Daphni était déjà une "mutation" du métier d'investisseur avec sa plateforme collaborative et ses codes empruntés aux startups. Mais 2050 va "beaucoup plus loin" affirme Marie Ekeland, qui estime que l'hyper-croissance finit par détourner les startups de leurs objectifs premiers d'impact, et les "désaligner" de leurs valeurs. L'exemple le plus parlant ? Netflix, qui a supprimé le modèle publicitaire de la télévision et s'est affirmé comme eldorado artistique pour les créateurs, mais qui désormais annule des séries à la pelle et assume vouloir rendre ses clients dépendants du "binge-watching".

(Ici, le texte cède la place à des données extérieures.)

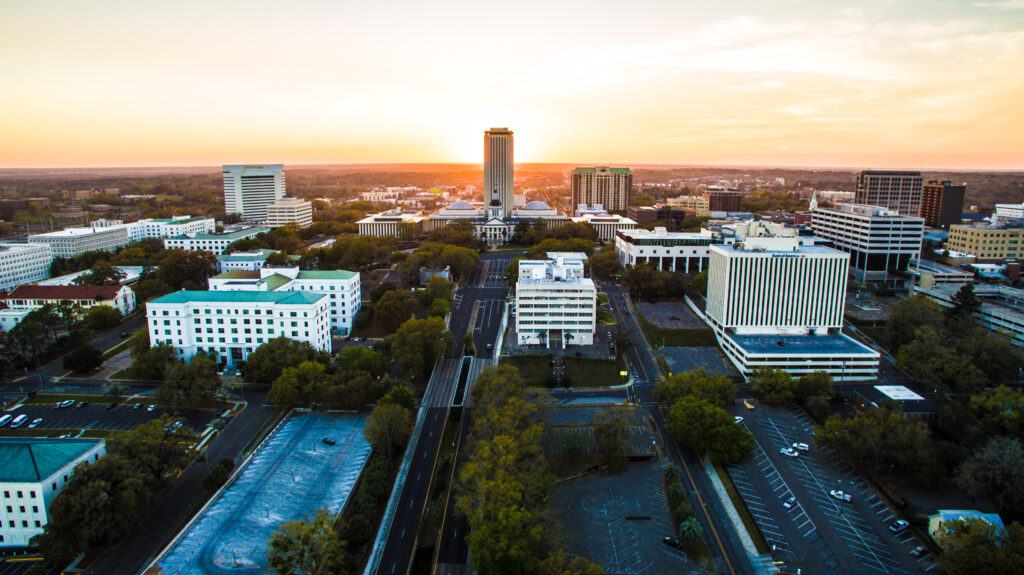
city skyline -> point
(887, 85)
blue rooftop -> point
(833, 344)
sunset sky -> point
(927, 84)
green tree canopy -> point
(419, 343)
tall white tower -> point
(249, 189)
(498, 168)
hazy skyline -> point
(935, 84)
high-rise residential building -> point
(720, 200)
(342, 288)
(35, 470)
(610, 187)
(24, 263)
(232, 324)
(775, 302)
(498, 169)
(881, 241)
(987, 242)
(942, 204)
(555, 303)
(897, 190)
(250, 188)
(290, 210)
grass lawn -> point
(744, 514)
(592, 371)
(691, 338)
(535, 369)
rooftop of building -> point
(254, 256)
(95, 293)
(603, 169)
(283, 298)
(25, 459)
(232, 234)
(832, 344)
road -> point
(478, 307)
(179, 503)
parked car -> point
(841, 495)
(672, 542)
(898, 526)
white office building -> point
(248, 261)
(232, 324)
(342, 288)
(498, 168)
(290, 210)
(554, 304)
(33, 471)
(404, 224)
(684, 252)
(881, 241)
(213, 242)
(24, 263)
(250, 188)
(775, 303)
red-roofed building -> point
(35, 297)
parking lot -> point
(95, 415)
(617, 521)
(818, 531)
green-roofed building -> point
(608, 187)
(33, 471)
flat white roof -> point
(899, 393)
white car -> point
(841, 495)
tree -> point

L'objectif de 2050 est donc "d'aligner les intérêts économiques des entreprises et des investisseurs, c'est-à-dire le temps court, avec ceux de la société et de la planète, le temps long, afin que les trois se renforcent au fil du temps", décline Marie Ekeland. Comment ? En changeant la nature même du fonds d'investissement. 2050 se conçoit comme la "première société d'investissement sans actionnaire", car son fonds est détenu à 100% par un fonds de pérennité, conformément au nouveau statut d'entreprise créé en 2019 par la loi Pacte.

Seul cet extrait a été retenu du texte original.